REBNY’s 127th gala gathered the usual suspects including Durst Organization Chairman Douglas Durst; Mary Ann Tighe, CEO of CBRE (CBRE)‘s New York Tri-State Region; Jay Neveloff, a partner at Kramer Levin Naftalis & Frankel; Leslie Himmel, co-founder of Himmel + Meringoff Properties; William Rudin, CEO of Rudin Management; Bob Knakal, senior managing director at JLL (JLL); and New York Attorney General Letitia James. However, Gov. Kathy Hochul, who spoke at last year’s gala, declined to make an appearance.
Those who spoke to the crowd this year struck an optimistic tone.
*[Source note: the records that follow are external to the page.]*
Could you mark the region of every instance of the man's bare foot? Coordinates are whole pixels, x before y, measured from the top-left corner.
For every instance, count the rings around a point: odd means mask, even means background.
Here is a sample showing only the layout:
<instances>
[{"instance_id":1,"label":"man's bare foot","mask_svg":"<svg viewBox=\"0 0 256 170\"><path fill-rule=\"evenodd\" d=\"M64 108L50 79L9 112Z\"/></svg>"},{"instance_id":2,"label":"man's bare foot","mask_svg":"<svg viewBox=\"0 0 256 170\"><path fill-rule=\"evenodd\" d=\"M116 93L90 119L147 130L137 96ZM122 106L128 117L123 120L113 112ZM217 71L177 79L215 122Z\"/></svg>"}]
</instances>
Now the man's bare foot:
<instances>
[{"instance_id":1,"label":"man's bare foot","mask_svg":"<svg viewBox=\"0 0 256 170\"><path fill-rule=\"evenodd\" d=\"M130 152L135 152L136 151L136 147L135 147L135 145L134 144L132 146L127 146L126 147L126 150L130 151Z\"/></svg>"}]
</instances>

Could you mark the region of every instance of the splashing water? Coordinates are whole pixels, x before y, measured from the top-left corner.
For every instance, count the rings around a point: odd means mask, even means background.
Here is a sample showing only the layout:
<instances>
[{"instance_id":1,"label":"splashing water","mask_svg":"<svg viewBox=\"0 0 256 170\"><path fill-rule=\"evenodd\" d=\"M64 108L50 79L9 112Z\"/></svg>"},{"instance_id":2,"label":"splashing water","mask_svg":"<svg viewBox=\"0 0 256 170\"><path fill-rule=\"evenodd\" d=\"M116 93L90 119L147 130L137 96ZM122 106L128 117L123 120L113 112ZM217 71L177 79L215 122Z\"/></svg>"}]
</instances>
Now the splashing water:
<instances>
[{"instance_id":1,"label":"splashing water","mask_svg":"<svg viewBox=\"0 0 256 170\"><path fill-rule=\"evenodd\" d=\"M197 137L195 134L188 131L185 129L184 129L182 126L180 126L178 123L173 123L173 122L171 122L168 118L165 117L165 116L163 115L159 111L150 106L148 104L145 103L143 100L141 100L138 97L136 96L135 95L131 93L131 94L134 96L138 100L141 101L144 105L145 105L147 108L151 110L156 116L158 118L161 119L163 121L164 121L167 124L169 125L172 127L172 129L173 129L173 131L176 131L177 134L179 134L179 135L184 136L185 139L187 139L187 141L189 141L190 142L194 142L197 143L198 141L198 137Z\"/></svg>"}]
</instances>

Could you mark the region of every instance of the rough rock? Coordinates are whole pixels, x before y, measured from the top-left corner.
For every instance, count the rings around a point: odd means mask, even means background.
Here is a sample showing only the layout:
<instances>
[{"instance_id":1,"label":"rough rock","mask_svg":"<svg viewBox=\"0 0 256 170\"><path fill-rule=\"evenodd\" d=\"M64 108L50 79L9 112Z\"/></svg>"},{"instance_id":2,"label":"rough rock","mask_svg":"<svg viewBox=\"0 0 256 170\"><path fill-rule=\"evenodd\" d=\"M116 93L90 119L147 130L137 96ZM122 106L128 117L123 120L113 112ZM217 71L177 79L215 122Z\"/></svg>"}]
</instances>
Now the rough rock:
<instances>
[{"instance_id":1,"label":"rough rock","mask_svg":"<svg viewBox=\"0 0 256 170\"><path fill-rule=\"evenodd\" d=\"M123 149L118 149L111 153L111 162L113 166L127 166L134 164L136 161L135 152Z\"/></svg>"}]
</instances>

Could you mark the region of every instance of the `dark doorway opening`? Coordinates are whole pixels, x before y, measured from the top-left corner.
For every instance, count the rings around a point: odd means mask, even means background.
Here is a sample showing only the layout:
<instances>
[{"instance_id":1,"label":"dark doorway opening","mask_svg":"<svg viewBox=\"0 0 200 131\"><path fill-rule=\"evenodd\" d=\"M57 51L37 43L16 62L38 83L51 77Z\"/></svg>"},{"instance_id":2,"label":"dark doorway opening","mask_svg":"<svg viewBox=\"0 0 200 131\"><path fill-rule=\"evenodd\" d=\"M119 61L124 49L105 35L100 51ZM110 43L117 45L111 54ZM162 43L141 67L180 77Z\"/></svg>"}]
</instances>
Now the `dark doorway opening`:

Durst, at his final gala as REBNY’s chair, expressed his confidence that work from home would not become the new normal and that the city’s office market would not collapse. And New York City was back, said Adams.
At Newmark (NMRK)’s raucous after-party, David Falk, the president of the firm’s tri-state region, could be spotted playing an imagined basketball game with one of his colleagues (and winning). Though perhaps Newmark’s team had a few reasons to be more cheerful than most, given that the firm scored major investment sales brokers Adam Spies and Doug Harmon away from Cushman & Wakefield (CWK) in February.
Among those honored at the gala were Newmark CEO Barry Gosin, who received the Bernard H. Mendik Lifetime Leadership in Real Estate Award; CBRE’s Tighe, who scored the Harry B. Helmsley Distinguished New Yorker Award; C&W Vice Chairman John Santora, who won the Kenneth R. Gerrety Humanitarian Award; Douglas Elliman’s Executive Managing Director Ely Pateras, who got the George M. Brooker Management Executive of the Year Award; Avison Young’s Principal James Nelson, who snagged the Young Real Estate Professional of the Year Award; Helmsley Spear Vice Chairman Frederick Marek, who received the Louis Smadbeck Memorial Broker Recognition Award; and Dan Doctoroff, founder of Target ALS, who landed the John E. Zuccotti Public Service Award.